02 outubro 2004

"a pureza que se respira no alto compensa bem a fadiga da ladeira"(bento jesus caraça),disse-me uma vez um amigo a meio de um jantar de sexta-feira, citando de cor o matemático que procurei mais tarde, para perder o medo dos números.

já perdi muitas vezes o fôlego : a correr para comboios, a subir a couraça de lisboa, a galgar degraus dois a dois para não perder o café marcado no bairro alto, a voar para os correios dos aliados para fazer o correio seguir em tempo.

já senti muitas vezes o peso da exaustão, debruçada na minha varanda virada para um pomar de laranjeiras, no interior insuspeito de um quarteirão perto da rotunda da boavista.

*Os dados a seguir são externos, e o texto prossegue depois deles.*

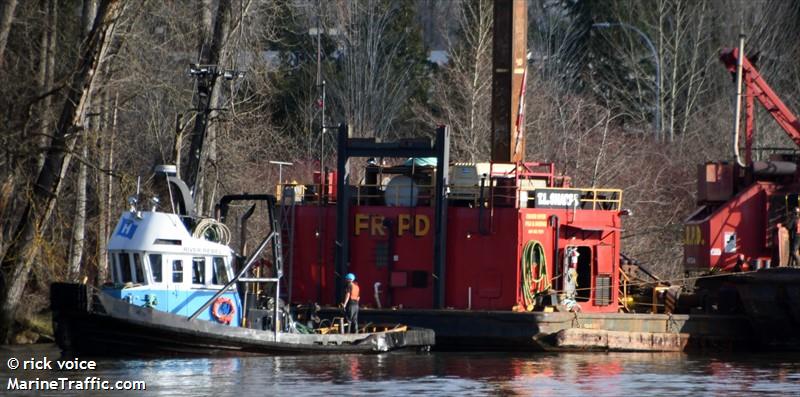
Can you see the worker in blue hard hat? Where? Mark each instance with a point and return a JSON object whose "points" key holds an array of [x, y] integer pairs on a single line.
{"points": [[350, 305], [794, 237]]}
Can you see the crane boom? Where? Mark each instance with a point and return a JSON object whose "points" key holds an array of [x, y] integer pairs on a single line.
{"points": [[756, 88]]}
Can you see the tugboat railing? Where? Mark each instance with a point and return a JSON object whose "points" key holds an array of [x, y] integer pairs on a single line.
{"points": [[239, 277]]}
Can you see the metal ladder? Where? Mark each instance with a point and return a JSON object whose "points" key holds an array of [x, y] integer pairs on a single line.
{"points": [[286, 229]]}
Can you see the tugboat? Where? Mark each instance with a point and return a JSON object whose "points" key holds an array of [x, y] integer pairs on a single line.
{"points": [[173, 291]]}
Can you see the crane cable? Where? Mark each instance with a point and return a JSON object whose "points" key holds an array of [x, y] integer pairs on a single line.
{"points": [[533, 256]]}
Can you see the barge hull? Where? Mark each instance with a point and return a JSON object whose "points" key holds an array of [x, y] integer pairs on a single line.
{"points": [[514, 331]]}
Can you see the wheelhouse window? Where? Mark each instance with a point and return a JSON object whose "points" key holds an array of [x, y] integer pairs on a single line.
{"points": [[221, 276], [155, 267], [177, 271], [138, 269], [112, 264], [125, 268], [199, 270]]}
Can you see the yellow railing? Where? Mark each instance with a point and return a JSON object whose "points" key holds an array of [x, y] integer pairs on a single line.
{"points": [[590, 198]]}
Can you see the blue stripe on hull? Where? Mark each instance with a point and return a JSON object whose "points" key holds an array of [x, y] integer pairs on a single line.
{"points": [[180, 302]]}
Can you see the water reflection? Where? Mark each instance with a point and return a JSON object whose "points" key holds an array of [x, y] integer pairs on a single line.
{"points": [[596, 374]]}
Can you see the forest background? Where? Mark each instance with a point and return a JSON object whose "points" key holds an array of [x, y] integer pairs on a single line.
{"points": [[91, 92]]}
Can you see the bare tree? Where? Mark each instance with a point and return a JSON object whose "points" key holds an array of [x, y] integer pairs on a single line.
{"points": [[461, 94], [6, 18], [369, 88], [41, 199]]}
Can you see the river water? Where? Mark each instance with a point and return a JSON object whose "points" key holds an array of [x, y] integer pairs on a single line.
{"points": [[438, 373]]}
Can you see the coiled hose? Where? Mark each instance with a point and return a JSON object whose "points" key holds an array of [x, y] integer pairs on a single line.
{"points": [[533, 261], [212, 230]]}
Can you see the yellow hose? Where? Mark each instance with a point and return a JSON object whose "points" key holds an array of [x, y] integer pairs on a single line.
{"points": [[533, 255]]}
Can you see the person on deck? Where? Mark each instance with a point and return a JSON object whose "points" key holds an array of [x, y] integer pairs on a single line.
{"points": [[350, 304], [794, 238]]}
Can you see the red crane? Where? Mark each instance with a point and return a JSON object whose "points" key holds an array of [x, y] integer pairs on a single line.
{"points": [[756, 88]]}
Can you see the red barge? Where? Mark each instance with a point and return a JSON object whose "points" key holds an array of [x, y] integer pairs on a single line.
{"points": [[502, 255], [505, 254]]}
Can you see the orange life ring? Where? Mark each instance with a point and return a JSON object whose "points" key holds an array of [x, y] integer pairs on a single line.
{"points": [[224, 318]]}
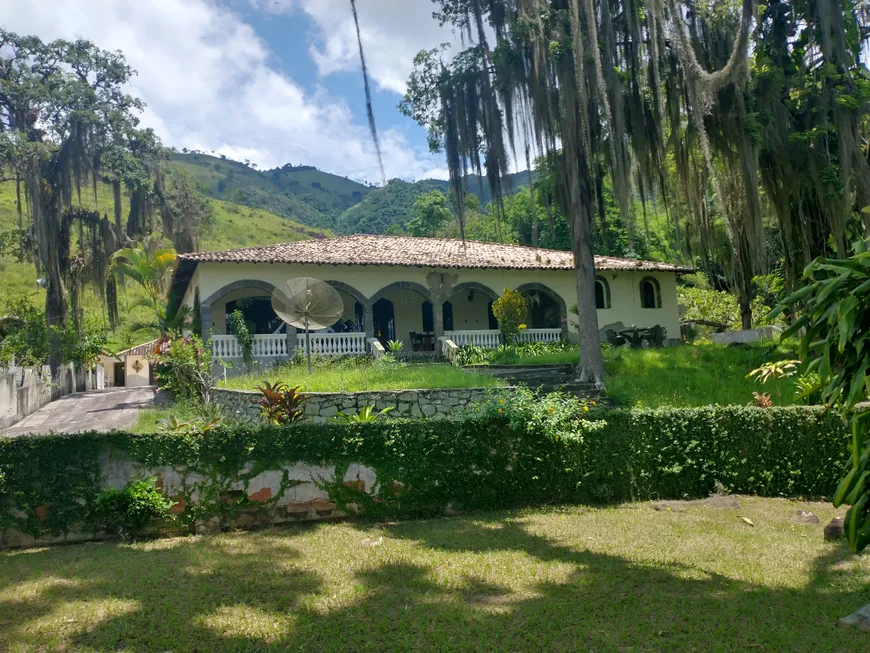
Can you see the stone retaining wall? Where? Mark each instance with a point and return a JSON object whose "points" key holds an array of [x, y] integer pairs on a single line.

e já soube depois abrandar, até conseguir ouvir a pedra da eira na serra da cabreira contar os seus segredos de um dia ao sol.

assim fui percebendo que assistia razão ao meu amigo, ao me avisar que a adivinhada fadiga do caminho não nos deve dissuadir de perseguir a montanha, mesmo sem sabermos se o ar que ali se respira terá o cheiro dos arbustos de aljezur ou das pedras de pitões das júnias.

e também fui percebendo que a fadiga que se abate sobre o corpo à medida que a ladeira se torna mais íngreme ou sinuosa,não pode ser motivo para não repararmos no caminho que se estende até à montanha.

do que se vê apesar da fadiga e por causa dela e do que se respira depois nas alturas, é sobre isso que escreverei aqui.